Published in final edited form as:
PMCID: PMC3069498




To evaluate patterns of antipsychotic use.

Design, setting, and measurements

We used nationally representative data from the IMS Health National Disease and Therapeutic Index to describe outpatient antipsychotic use. The primary outcome was the volume of visits where antipsychotics were used for specific indications (treatment visits). We also quantified use without U.S. Food and Drug Administration approval (off-label use) and off-label use with compendium data suggesting an uncertain evidence base.


Antipsychotic use increased from 6.2 million (M) treatment visits (95% CI, 5.4-7.0) in 1995 to 16.7M visits (15.5-18.2) in 2006, then declined to 14.3M visits (13.0-15.6) by 2008. A shift occurred from typical agents in 1995 (84% of all antipsychotic visits) to atypical agents by 2008 (93%). As they declined, typical medications shifted towards use in schizophrenia (30% in 1995 to 48% 2008). In contrast, use of atypical agents expanded for bipolar affective disorder (10% to 34%), remained stable for depression (12% to 14%), and declined for schizophrenia (56% to 23%). Overall, antipsychotic use for indications without FDA approval increased from 4.4M visits in 1995 to 9.0M in 2008. The estimated cost associated with off-label use in 2008 was US$6.0 billion.

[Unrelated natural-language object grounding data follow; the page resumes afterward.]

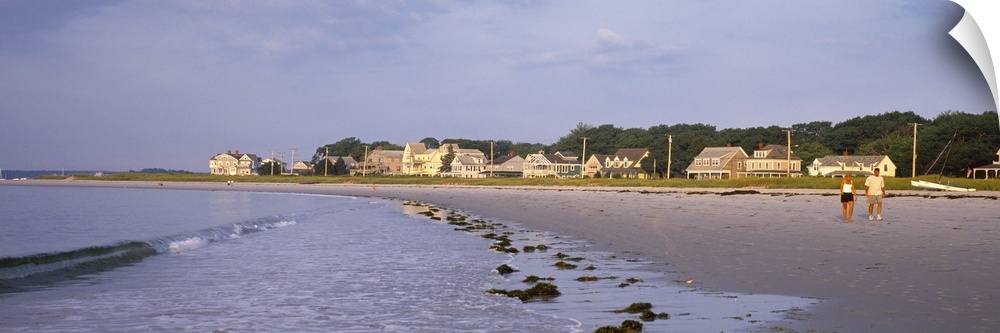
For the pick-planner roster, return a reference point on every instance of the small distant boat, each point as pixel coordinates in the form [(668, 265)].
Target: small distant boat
[(937, 186)]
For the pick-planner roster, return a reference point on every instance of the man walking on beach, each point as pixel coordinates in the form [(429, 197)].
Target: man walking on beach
[(877, 184)]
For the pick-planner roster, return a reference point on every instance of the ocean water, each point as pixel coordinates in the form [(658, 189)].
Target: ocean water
[(127, 260)]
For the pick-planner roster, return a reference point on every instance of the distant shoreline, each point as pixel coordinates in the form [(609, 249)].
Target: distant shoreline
[(930, 266)]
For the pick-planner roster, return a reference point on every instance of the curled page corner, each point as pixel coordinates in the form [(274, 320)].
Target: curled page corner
[(971, 36)]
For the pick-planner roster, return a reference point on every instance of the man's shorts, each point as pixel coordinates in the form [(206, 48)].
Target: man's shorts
[(874, 199)]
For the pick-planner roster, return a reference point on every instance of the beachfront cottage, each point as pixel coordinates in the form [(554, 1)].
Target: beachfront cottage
[(718, 163), (558, 165), (989, 169), (858, 165), (625, 163), (511, 165), (418, 160), (467, 166), (385, 162), (302, 168), (234, 164)]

Atypical use has grown far beyond substitution for the now infrequently used typical agents. Antipsychotics are increasingly used for conditions where FDA approval and associated clinical evidence is less certain. Despite the value of innovation, the benefits of widening atypical antipsychotic use should be weighed against their cost, regulatory status, and incomplete nature of available evidence.

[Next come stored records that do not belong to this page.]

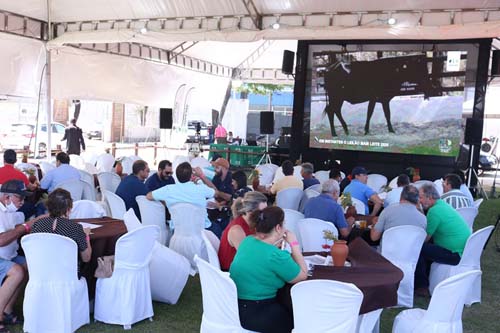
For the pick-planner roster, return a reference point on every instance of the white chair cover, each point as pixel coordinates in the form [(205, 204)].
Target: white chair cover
[(444, 314), (115, 203), (189, 222), (471, 260), (289, 198), (220, 303), (54, 300), (86, 209), (311, 234), (401, 246), (153, 213), (169, 272), (325, 306), (376, 181), (125, 297), (74, 187), (469, 215), (108, 181)]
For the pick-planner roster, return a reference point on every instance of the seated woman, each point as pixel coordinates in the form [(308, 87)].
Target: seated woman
[(260, 268), (59, 204), (239, 228)]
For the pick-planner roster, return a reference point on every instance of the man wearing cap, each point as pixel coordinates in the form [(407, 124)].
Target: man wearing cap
[(359, 190)]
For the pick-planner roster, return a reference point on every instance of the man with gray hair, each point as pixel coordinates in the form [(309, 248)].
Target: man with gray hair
[(326, 208), (448, 231), (404, 213)]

With their availability a half-century ago, antipsychotic medications revolutionized the treatment of psychiatric disease. Over the last two-decades, first generation or “typical” agents introduced in the late 1950s and 1960s have largely been replaced by a second generation of “atypical” antipsychotics. Recently, considerable attention has focused on atypical antipsychotics due to their increasingly prevalent use and high cost (1), as well as concerns regarding their safety (2), comparative efficacy (3), and off-label use in the absence of strong evidence (4). Atypical antipsychotics accounted for more than $13 billion dollars in U.S. prescription drug costs in 2007, nearly 5% of all U.S. drug expenditures (5). Among them, quetiapine, aripiprazole, olanzapine, and risperidone, each had annual U.S. sales exceeding $1 billion (6,7).

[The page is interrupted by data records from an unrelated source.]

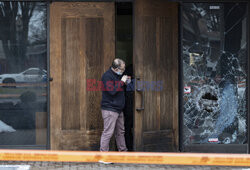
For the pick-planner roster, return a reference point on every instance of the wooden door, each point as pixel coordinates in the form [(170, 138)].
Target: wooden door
[(156, 67), (82, 46)]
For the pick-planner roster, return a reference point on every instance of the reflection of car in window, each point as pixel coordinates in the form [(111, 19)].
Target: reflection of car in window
[(31, 75)]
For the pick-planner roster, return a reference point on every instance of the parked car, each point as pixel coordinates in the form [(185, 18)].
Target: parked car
[(31, 75)]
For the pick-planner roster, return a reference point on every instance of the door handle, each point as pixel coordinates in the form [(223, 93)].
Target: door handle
[(142, 97)]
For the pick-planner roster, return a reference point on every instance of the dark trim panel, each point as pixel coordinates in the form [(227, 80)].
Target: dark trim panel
[(180, 75), (48, 75), (217, 148), (248, 76)]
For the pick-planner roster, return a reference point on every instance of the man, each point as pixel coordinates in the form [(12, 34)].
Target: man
[(113, 101)]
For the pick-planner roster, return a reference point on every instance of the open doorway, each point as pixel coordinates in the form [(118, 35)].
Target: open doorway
[(124, 50)]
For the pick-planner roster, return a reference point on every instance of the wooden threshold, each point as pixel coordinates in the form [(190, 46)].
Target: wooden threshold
[(127, 157)]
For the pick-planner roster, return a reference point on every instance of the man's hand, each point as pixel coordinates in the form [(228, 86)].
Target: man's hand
[(124, 78)]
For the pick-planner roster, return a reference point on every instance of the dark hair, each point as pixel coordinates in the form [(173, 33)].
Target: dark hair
[(117, 63)]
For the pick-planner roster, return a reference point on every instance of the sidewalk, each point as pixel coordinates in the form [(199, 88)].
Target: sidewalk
[(96, 166)]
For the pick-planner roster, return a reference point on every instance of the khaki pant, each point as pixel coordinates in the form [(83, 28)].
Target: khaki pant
[(113, 122)]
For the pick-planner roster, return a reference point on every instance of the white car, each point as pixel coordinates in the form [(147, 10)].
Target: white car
[(30, 75)]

The shift towards atypical use has been partly driven by their lower risk of extrapyramidal (motor) adverse effects compared to typicals. As long-term experience has accrued, however, serious and distinct adverse effects of atypicals have emerged. Atypical antipsychotics cause weight gain and lead to a higher risk of diabetes and other metabolic sequelae than their typical counterparts (8). Compared to nonusers, there is an increased risk of mortality and cardiovascular events in elderly patients with dementia on atypicals (9). In addition, current comparative evidence suggests no definitive differences in efficacy or net adverse effect profiles between these two drug classes (10). Although approved initially for schizophrenia, antipsychotic medications also are used for numerous other conditions, including other psychoses, bipolar disorder, delirium, depression, personality disorders, dementia, and autism (11,12). While some atypical drugs have received FDA approval for limited aspects of these conditions, the evidence base for many off-label uses remains less certain than for those drugs with regulatory approval.

We examined long-term U.S. trends in physician use and costs of antipsychotics with focus on the clinical divergence of typical and atypical medications over the past fifteen years. Using nationally representative data on office-based visits from 1995 through 2008, we tested the hypothesis that with the shift to atypical agents, costly antipsychotic use is increasingly occurring in clinical situations lacking FDA approval and where evidence is less certain.


Data source

We used physician survey data from the IMS Health National Diagnostic and Therapeutic Index (13) (NDTI). NDTI selects a random sample of office-based, patient-care physicians through stratified sampling by specialty and geographic region. Approximately 4,800 physicians participate each calendar quarter and each physician is randomly assigned two consecutive workdays per quarter for data collection. For each encounter, physicians complete an encounter form that captures a listing of the patients’ diagnoses and, for each diagnosis, a listing of associated medications that are newly prescribed or to be continued at the visit's conclusion. Although the majority of encounters take place in the outpatient office setting, the NDTI also captures phone-based encounters and those taking place in long-term care institutions (approximately 3-5% of encounters) or hospitals (approximately 10%).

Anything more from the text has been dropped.